I have tried and tried to make myself a woman who is not ruled by her emotions. I have failed, somewhat.
“The owners of this café will arrive soon. They must clean or restock or squeeze lemons or some such thing. I will admit I have not the least idea what one does in a café when the doors are closed.”
“Water the wine. Cut the bread thin. Chop up cats for the paté.”
He’d taken his hand from hers to hold her forearm, so they were linked, arm to arm. She had seen this on old vases taken out from under the earth in Italy. It was the way antique warriors greeted comrades.
She said, “We do not eat paté of cats in Paris, whatever may be the custom of London.”
“London. Cat-eating capital of Europe.”
It was natural as sunlight to wake up and talk to Hawker this way. She was warm through her whole body because their hands were wrapped upon one another’s arms. Neither of them wanted to be the first to let go.
It was always left to the woman to be wise. She opened her hand and drew away from him. She untangled her knees from the complexity of skirts and squirmed herself off the benches. They were separate now.
She said, “I must find water and wash and become civilized.”
“Me too.” His eyes had become like the points of knives. “I have an unpleasant interview to get through.”
He had spent some of the night while she slept, planning. He would not turn Paxton over to his superiors without a fight.
Hawker rose and angled his way across the room, around the end of the counter, and into the storage room behind. With each step, under her eye, he transformed into a man surrounded by an aura of cold. Adrian the spy. The Black Hawk.
“The owners of this café,” she raised her voice, “will hope to find me gone, without trace, when they arrive later this morning. No one wishes to see the Police Secrète cluttering their place of business.”
He replied from the storeroom, “Try being a thief. Now, that’s a profession that makes you unwelcome.”
She located her stockings, which had gone their stocking way along the floor last night. Her garters had accompanied them, companionably, and could also be found. She sat to draw them on.

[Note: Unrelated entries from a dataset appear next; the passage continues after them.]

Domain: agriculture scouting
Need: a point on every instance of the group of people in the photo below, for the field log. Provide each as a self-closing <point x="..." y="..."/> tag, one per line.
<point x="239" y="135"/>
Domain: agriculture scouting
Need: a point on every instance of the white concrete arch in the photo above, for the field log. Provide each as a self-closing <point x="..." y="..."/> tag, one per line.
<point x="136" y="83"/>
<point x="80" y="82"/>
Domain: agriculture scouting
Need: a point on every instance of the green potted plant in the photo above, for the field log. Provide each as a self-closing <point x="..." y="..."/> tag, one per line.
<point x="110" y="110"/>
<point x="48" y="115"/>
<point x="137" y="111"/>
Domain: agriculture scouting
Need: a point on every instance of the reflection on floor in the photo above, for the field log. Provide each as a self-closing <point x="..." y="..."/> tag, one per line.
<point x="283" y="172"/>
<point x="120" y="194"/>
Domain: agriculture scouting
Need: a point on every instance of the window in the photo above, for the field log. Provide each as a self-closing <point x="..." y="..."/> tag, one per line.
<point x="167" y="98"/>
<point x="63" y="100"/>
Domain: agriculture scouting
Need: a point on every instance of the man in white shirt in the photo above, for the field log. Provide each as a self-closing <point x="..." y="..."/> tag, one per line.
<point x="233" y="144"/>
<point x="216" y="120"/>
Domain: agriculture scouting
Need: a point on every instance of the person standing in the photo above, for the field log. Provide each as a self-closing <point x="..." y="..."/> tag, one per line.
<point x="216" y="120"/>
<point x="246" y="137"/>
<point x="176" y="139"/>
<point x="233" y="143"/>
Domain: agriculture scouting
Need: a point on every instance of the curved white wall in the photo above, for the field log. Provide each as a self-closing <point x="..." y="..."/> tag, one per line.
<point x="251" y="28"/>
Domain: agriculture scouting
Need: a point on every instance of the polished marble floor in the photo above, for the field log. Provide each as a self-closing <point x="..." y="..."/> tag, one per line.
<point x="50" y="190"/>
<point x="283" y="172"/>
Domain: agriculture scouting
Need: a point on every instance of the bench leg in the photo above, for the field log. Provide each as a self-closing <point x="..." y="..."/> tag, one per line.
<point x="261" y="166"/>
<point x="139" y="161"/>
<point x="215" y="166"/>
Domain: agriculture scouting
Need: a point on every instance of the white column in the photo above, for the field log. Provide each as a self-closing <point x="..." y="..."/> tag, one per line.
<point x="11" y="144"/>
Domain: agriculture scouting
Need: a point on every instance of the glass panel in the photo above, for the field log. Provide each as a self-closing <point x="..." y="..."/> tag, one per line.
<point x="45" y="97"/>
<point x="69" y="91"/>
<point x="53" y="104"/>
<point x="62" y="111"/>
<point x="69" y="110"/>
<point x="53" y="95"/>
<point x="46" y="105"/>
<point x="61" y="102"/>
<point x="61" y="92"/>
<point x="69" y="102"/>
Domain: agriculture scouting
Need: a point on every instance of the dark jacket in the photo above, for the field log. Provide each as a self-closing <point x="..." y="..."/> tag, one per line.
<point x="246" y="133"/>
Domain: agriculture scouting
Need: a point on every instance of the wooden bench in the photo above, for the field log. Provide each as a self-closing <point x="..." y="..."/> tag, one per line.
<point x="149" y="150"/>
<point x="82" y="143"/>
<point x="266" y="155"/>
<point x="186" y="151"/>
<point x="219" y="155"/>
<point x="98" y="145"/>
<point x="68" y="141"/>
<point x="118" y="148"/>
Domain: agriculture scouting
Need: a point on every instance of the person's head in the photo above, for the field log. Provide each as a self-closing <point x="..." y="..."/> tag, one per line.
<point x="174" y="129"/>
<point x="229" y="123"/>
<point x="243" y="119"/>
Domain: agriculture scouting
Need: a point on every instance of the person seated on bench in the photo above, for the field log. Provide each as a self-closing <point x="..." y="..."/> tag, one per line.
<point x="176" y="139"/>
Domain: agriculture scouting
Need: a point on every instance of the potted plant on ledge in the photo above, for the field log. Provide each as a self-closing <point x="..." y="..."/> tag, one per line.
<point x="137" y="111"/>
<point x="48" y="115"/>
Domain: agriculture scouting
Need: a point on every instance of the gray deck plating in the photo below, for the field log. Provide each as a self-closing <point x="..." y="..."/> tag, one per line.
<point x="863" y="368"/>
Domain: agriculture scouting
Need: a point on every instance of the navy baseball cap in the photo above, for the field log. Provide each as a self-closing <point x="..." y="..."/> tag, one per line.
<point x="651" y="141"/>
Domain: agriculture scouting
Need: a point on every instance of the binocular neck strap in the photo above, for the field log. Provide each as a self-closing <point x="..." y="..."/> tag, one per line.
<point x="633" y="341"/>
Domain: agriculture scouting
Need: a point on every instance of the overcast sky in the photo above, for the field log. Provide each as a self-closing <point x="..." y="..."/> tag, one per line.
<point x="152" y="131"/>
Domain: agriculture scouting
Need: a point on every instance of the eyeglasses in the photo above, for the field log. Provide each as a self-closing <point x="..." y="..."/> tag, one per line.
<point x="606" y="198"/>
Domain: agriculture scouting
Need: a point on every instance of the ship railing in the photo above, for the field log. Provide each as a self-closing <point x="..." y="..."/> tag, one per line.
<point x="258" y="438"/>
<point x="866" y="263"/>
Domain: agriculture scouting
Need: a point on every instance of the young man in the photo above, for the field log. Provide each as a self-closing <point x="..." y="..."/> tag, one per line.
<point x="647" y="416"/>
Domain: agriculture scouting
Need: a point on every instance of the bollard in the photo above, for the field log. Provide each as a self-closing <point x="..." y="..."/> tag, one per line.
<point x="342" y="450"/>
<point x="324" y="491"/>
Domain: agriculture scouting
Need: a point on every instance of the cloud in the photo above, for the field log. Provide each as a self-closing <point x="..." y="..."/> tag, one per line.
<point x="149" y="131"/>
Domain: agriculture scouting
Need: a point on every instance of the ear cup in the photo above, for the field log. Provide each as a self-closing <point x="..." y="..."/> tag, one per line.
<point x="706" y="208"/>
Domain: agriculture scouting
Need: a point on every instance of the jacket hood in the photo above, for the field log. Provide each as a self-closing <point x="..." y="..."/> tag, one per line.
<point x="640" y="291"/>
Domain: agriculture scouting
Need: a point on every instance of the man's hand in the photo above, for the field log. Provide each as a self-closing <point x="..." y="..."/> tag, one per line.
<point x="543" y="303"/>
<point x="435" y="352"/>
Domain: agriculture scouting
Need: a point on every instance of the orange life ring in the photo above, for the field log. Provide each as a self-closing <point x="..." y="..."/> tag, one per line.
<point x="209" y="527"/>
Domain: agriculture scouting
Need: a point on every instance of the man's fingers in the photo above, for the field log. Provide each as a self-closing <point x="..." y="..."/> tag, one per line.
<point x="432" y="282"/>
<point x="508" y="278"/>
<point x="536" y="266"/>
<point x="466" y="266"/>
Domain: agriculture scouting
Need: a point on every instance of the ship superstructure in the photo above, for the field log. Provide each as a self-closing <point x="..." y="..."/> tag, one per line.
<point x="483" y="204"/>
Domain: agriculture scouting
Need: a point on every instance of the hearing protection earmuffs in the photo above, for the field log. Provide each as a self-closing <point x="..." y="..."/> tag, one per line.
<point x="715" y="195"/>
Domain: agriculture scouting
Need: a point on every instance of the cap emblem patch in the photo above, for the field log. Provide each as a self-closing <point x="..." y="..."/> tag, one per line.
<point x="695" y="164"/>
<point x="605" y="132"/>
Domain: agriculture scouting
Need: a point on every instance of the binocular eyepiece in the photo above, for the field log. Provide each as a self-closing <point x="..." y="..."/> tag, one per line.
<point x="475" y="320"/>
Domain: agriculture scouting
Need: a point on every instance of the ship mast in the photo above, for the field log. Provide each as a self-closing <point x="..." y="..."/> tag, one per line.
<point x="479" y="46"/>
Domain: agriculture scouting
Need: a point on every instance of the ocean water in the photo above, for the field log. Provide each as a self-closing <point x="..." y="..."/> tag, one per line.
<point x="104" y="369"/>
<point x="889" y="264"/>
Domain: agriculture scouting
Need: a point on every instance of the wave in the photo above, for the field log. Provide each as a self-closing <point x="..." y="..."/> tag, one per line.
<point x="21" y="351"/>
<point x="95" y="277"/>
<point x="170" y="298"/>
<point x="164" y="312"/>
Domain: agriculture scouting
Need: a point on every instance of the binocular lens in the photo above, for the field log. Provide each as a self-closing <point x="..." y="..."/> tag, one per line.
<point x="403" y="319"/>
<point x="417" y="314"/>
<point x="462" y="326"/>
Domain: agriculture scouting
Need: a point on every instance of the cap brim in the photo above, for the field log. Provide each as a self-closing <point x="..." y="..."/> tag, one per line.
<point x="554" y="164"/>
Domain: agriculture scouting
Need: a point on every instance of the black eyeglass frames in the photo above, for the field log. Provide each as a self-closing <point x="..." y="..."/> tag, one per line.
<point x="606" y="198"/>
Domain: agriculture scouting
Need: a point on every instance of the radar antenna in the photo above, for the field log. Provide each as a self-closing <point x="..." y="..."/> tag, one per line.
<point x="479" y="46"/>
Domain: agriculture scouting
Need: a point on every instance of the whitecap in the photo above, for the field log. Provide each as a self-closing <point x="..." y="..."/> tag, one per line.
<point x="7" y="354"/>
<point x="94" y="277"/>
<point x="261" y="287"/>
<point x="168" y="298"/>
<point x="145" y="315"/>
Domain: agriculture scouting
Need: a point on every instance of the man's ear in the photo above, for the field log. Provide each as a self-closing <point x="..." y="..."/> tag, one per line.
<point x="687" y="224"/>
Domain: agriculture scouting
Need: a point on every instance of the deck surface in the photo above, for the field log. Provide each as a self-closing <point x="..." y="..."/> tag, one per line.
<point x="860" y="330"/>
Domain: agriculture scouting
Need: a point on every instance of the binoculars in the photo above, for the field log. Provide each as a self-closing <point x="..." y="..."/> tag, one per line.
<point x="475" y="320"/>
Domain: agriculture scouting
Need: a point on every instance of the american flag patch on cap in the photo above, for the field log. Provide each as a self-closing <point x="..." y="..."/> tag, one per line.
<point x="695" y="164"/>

Metallic clatter came and the sound of water pouring from the cistern and trickling into a pan.
“I have had a thought.” She said this loudly, so Hawker could hear. “It is clever, but it confuses the issue. You must tell me what you think of it.”
A soft tap from the storeroom. “Let me shave first. I can’t think when I’m doing this.” A pause followed, for the space it would take a man to finish a stroke, shaving. “I put the kettle to heat. Ten minutes and you can wash.”
“While you shave yourself in cold water. I am touched.”
There are great heroisms in the world. Hawker had saved her life once or twice, performing them. There are also small heroic acts that pass unnoticed. He was full of such attentions.
She had loosened the this and that of her clothing last night, to be comfortable. To be . . . accessible. But what she wore, she could button and tie and lace herself into, unaided. She returned herself to order. She toed into her shoes, and she was dressed and ready. The morning had most thoroughly arrived.
Yesterday’s newspapers lay in a rough pile on the counter. She took one back to the table and spread it out where she had left her gun and her kit for reloading. She always carried what she needed to reload. So many problems cannot be solved with a single bullet. She opened the little box with its powder and brushes, set her gun on the newspaper, and began.